Icequeen01 Sat 24-Feb-18 10:03:05

I would feel the same as you Op. I would certainly expect my DH to have changed my DS's clothes if they were covered in food. I used to have a friend who I would meet up with for afternoons out with the kids. Her two would turn up with half their lunch down them - horrible and lazy parenting in my eyes. Food smells too! But then I am the type of parent who ironed my DS's pants and I'm still doing it and he's 18 now blush

Lalalaleah Sat 24-Feb-18 10:03:59

I certainly don't iron school uniform.
I try not to let my kids go out with stained tops and food on their face but sometimes life happens and the youngest does. I do care about it, I think being completely oblivious is a bit crap.
DD3 went to school with a stained top on Friday because the tumble dryer had turned itself off.
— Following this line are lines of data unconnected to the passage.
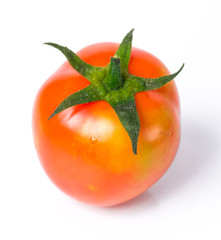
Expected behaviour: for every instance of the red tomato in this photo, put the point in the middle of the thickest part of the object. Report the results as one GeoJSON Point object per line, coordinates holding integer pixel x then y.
{"type": "Point", "coordinates": [86, 151]}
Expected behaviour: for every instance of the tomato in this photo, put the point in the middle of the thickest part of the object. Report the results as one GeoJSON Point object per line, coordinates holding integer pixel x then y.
{"type": "Point", "coordinates": [86, 151]}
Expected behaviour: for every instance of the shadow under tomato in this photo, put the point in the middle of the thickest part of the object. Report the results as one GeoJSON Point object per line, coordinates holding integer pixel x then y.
{"type": "Point", "coordinates": [196, 148]}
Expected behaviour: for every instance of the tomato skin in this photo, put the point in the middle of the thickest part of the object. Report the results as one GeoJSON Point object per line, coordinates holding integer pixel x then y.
{"type": "Point", "coordinates": [86, 151]}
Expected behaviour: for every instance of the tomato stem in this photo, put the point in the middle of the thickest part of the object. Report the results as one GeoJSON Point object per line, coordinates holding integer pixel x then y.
{"type": "Point", "coordinates": [113, 84]}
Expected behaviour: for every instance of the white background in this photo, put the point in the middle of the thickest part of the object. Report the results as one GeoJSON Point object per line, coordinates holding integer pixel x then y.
{"type": "Point", "coordinates": [185, 203]}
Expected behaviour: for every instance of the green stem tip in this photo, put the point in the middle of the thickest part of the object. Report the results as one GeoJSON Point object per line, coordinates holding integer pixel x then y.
{"type": "Point", "coordinates": [113, 84]}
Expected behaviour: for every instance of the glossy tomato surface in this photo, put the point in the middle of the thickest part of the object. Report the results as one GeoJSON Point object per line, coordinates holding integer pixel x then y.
{"type": "Point", "coordinates": [86, 151]}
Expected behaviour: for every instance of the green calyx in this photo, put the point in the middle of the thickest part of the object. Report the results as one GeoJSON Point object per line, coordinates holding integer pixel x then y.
{"type": "Point", "coordinates": [113, 84]}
It's a red top and had toothpaste and some dark marks on it. I gave her a quick wet wipe rub but it didn't look brilliant. I would have preferred her to go in a clean top but life. I sent her in and didn't worry.

bridgetbishop Sat 24-Feb-18 10:04:42

Is the weeing child non-verbal? Why wouldn't he tell Dad?

Because he's massively embarrassed about it and in denial that It's happening. He won't admit he's wet himself.

Missingstreetlife Sat 24-Feb-18 10:04:51

Explain that stale wee smells so it's best to change or everyone will know? Not shaming but just info and how to manage. Can he change himself privately? Without a big fuss.